Deux membres de la Coopérative étaient chargés du suivi et du contrôle. Après une année d’exécution, les résultats étaient tellement satisfaisants mais le renouvellement du contrat butait sur des blocages administratifs et financiers à tel point que le système de ramassage à Médina Coura a dû être interrompu en février 1992, l’avance pour le démarrage étant perçue avec huit mois de retard par la COFESFA.

Ses membres ont persévéré en exploitant toutes les opportunités qui pouvaient leur permettre d’assurer un revenu et de se maintenir dans le secteur.

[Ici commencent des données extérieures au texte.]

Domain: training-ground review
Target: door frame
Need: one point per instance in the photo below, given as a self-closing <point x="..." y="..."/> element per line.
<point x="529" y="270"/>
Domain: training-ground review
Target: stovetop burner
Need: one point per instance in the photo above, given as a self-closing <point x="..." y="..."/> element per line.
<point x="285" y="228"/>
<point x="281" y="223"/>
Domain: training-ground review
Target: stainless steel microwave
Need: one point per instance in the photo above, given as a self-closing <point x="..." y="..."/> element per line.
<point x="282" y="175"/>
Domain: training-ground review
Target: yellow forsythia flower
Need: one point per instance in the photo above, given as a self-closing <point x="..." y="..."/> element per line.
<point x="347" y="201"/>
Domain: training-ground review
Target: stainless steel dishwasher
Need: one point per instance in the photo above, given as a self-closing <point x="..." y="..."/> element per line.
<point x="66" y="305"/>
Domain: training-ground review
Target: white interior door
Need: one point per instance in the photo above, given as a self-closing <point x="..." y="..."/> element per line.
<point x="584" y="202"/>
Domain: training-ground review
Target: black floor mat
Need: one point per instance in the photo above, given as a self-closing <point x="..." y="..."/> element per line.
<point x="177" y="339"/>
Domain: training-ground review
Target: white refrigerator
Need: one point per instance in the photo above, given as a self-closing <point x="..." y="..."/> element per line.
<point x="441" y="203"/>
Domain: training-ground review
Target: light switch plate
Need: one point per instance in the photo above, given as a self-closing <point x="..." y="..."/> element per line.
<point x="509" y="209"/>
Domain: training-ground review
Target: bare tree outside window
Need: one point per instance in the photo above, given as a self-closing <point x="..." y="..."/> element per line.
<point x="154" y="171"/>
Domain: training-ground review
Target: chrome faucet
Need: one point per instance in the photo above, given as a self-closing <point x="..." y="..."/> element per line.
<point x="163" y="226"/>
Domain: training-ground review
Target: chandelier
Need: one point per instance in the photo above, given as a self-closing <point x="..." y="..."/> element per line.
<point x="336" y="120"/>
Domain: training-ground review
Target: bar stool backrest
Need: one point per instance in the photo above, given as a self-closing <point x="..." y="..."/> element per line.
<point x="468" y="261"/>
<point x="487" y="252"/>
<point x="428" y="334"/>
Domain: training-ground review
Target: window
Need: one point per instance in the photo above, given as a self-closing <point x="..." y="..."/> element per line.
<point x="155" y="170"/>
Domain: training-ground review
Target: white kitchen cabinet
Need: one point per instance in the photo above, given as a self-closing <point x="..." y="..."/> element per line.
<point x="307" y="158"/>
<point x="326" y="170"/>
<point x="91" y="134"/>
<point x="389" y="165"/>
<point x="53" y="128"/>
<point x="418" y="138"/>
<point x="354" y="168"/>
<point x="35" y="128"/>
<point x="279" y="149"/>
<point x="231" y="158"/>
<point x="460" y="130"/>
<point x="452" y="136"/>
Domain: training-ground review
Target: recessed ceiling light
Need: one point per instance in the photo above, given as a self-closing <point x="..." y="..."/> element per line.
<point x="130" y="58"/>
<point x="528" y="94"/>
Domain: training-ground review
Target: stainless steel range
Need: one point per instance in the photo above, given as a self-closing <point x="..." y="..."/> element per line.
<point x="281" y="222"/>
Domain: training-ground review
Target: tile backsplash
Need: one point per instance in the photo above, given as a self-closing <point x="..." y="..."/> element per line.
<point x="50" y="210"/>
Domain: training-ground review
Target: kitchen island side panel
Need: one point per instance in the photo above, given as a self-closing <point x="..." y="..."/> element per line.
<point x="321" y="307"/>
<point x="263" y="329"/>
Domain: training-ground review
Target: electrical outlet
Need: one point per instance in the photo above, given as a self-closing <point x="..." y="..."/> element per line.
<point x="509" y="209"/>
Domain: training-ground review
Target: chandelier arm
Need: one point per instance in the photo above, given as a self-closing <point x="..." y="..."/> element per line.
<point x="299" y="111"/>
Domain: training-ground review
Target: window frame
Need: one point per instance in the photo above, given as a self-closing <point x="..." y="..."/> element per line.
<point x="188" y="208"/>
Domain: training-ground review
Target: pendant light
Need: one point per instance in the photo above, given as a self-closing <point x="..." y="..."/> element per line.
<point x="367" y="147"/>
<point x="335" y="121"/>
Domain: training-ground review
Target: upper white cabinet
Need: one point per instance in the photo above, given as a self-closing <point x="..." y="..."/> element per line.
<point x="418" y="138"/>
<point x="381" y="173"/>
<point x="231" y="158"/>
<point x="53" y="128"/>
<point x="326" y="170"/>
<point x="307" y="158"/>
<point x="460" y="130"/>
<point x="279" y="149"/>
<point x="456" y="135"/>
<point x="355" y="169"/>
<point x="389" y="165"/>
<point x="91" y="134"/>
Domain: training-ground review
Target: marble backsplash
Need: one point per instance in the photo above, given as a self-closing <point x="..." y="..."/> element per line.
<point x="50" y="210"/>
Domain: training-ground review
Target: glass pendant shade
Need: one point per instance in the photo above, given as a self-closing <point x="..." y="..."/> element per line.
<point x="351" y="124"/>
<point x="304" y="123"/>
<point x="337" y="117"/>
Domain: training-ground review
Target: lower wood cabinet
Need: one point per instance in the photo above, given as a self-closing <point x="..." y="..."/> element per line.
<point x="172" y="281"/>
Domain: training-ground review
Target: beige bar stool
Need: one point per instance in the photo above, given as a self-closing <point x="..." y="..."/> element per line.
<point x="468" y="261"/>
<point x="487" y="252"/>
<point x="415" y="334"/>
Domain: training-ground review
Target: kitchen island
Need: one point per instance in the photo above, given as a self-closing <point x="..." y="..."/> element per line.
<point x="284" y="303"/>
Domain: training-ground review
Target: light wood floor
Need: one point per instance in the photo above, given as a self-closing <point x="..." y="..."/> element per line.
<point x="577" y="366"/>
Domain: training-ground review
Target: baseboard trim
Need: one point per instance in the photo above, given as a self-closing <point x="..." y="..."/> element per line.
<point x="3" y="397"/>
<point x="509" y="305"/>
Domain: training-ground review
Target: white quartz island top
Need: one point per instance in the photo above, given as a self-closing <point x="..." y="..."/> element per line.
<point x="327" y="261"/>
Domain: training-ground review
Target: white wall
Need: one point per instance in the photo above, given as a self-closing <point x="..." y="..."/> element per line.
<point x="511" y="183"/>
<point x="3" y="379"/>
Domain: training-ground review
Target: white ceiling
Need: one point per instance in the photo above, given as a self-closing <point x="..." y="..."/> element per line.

Aussi, la promotion des poubelles fermées s’imposait à la fois comme une activité complémentaire à la collecte des ordures et comme source de revenus. Les populations utilisaient, auparavant, de vieux seaux, bassines et paniers. La COFESFA a mis à contribution les artisans locaux dans la confection d’un premier type de poubelle d’une capacité de 33 litres.

Au total, 727 poubelles ont été confectionnées et vendues pour un prix de revient de 2.094.250 FCFA. Parallèlement, la COFESFA s’est lancée dans la construction de latrines publiques qui sont relativement rentables. Les activités de sensibilisation, la formation, la Santé Maternelle et Infantile / Planification Familiale ont aussi été lancées parallèlement à l’activité de collecte.

 » Les 20 ans de la COFESFA, c’est aussi 20 ans de familiarité, de solidarité, d’amitié et de travail laborieux  » dixit sa présidente, Mme Traoré Hawa Fofana.

Quant au ministre Maïga Sina Damba, elle s’est réjouie du parcours fascinant de ces braves dames qui ont honorablement servi leur pays. Elle les a encouragées et assurées de l’accompagnement constant de son département.